Now the hot disc is DVD, and the CD is an everyday utility item, having survived because it’s still the cheapest and most convenient way to publish a large, static, self-contained chunk of data. Phone directories and reference books work well on CD. As an interesting consequence, a space opens for creative practice as the new Macquarie Dictionary and Thesaurus on CD shows.

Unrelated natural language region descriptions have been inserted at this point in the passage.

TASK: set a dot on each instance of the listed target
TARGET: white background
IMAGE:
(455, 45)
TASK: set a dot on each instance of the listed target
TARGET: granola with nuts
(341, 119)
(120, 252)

It includes Roget’s Circular, a work by Tasmanian artists Lisa Roberts and Melissa Smith. Not just filling spare space on the disc, the work is tightly knitted into the Thesaurus, such that Macquarie bills it as an “illumination.” An appealing thought, why shouldn’t all our databases—search engines, encyclopedias, phone books—be digitally illuminated? Digital art weaving itself into the grids of everyday, utilitarian computing, gold leaf and curling vines gone hyper.
Roget’s Circular takes the form of a collection of fragmentary images and texts, derived from the artists’ travels and correpondence over 2 years. The fragments are filtered through Roget’s own 12 categories of meaning, the architecture of his quest to order and organise the chaotic tangle of the language; the Circular is a personal network of memory, experience and association which is entwined with the officially constructed network of the Thesaurus. Another appealing idea, yet it just never takes off. The fragments are often beautiful, and sometimes interesting, but the networks of significance are mostly obscure and the urge to keep clicking wanes quickly. The work’s integration with the Thesaurus proper is mostly effective; portals to and from the Circular are linked to relevant entries. A shame, though, that the massive hyperstructure inherent in the thesaurus, the network of links from every word to countless others, goes unexploited by either the thesaurus itself or the Circular. (For a counter-example, see Plumb Design’s Visual Thesaurus, http://www.visualthesaurus.com/)
Roget’s Circular, Lisa Roberts and Melissa Smith, as part of Macquarie Dictionary and Thesaurus on CD-ROM (PC only).